Big Brother’s set at the Monterey Pop Festival in June 1967 made Joplin a superstar — “Haight-Ashbury’s first pinup,” as she dubbed herself. But by boldly putting herself out there in a male-dominated rock scene, Joplin endured sexism that now seems almost primordial: Critics commented on her weight and appearance; one Rolling Stone reviewer described her onstage as an “imperious whore.” There are other even more shocking moments of physical violence, including a run-in with Jerry Lee Lewis, in which he punched Joplin, saying, “If you’re gonna act like a man, I’ll treat ya like one.”

George-Warren, who has written books about Alex Chilton and Gene Autry, respectful­ly handles the gossipy side of Joplin’s freeloving Sixties hedonism (fun fact: Joplin had a one-night stand with NFL great Joe Namath). The author’s main focus is Joplin’s increasing­ly ambitious music, vibrant personalit­y, and hard emotional journey. After leaving

Big Brother, Joplin patterned a mix of blues, soul, rock, and country that culminated in her classic 1971 album, Pearl, released just months after her death.
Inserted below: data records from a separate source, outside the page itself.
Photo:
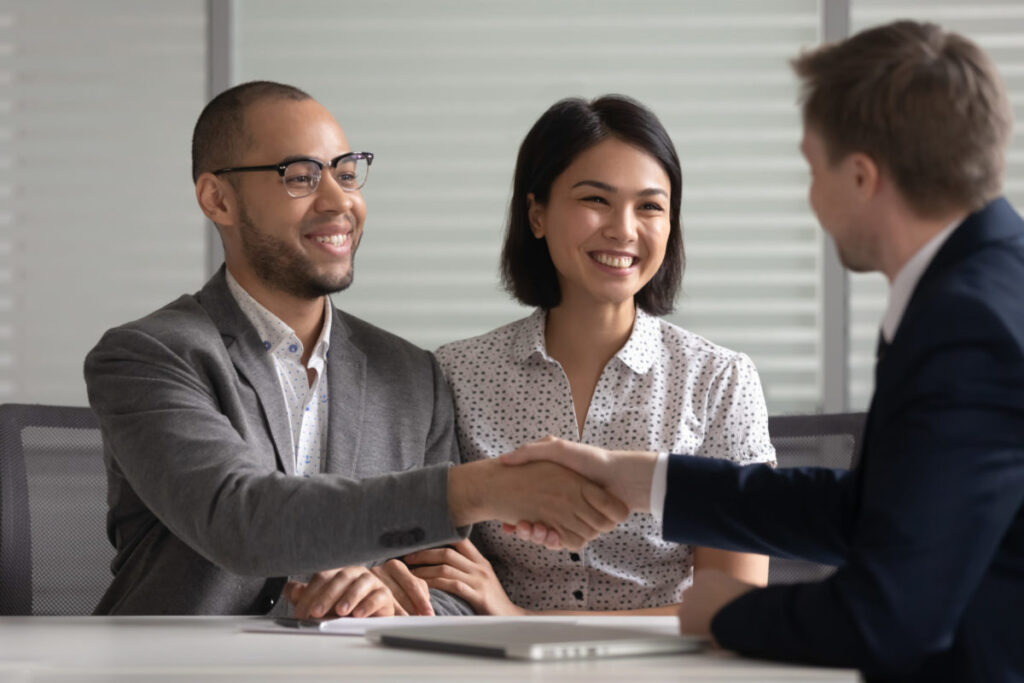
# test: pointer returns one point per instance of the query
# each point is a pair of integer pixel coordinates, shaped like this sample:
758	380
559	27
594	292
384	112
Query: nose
622	226
331	198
Throughout the book, Joplin’s own voice comes alive via old interviews, accounts from friends and peers, and, most movingly, in letters to her parents in Texas, describing everything from the thrill of playing live to the process of mixing an album. “Played a hippie party in Golden Gate Park yesterday,” she wrote home in early 1967. “Co-sponsored by the Hell’s Angels who, at least in S.F., are really very nice.” Her family’s disapprova­l of her hippie lifestyle led to a fracture that would play a large role in pushing her deeper into an aloneness she’d respond to by falling further into drugs, which she claimed helped to “bury all her thoughts and deaden her from the world.” It’s a heartbreak­ing admission coming from someone who gave the world so much.